To some degree, this seems to be happening with cryptocurrencies.

And then along comes the 900 pound gorilla. Facebook, with two billion users, has decided to enter the cryptocurrency market with its Libra coin. Since the Libra would be usable as a currency on Facebook itself, the company probably has calculated that it will have a strong competitive advantage over any of the competing currencies.

Ah, but … and here is the rub, the Libra is not a naturally limited good, as Bitcoin is, but can be multiplied to infinity. It is not stabilized by reference to a basket of commodities as Hayek recommended. Rather, it will be defined by a changeable basket of fiat currencies!

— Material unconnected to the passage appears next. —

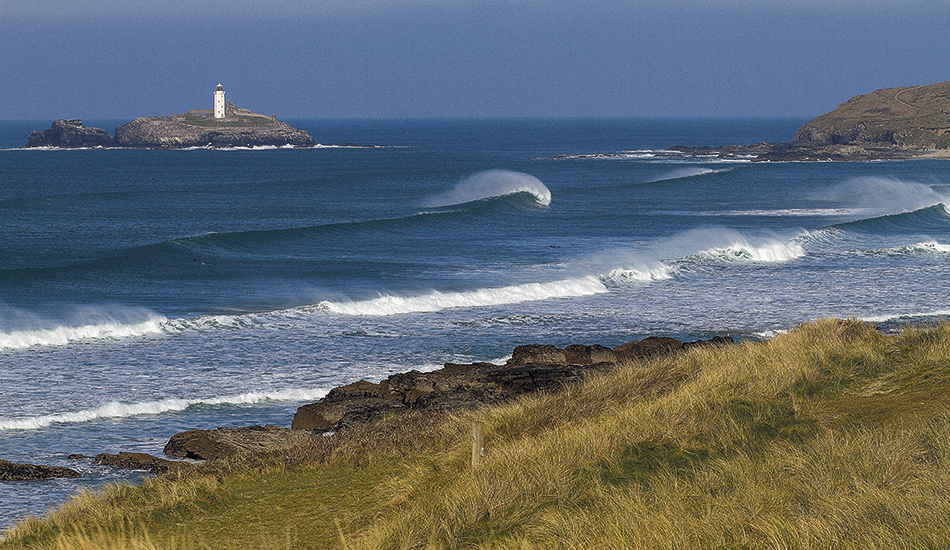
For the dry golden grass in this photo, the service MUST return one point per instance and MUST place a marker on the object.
(831, 436)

That’s right. Facebook and Libra’s cooperating founding organizations (including PayPal, Visa, Uber …) hope to provide a stable cryptocurrency by tying it to a group of government currencies! According to Techcrunch:

A Libra is a unit of the Libra cryptocurrency that’s represented by a three wavy horizontal line unicode character like the dollar is represented by $. The value of a Libra is meant to stay largely stable, so it’s a good medium of exchange, as merchants can be confident they won’t be paid a Libra today that’s then worth less tomorrow. The Libra’s value is tied to a basket of bank deposits and short-term government securities for a slew of historically stable international currencies, including the dollar, pound, euro, Swiss franc and yen. The Libra Association maintains this basket of assets and can change the balance of its composition if necessary to offset major price fluctuations in any one foreign currency so that the value of a Libra stays consistent.

Well, that’s it. Zuckerberg is no Hayek. And the Libra is no Bitcoin.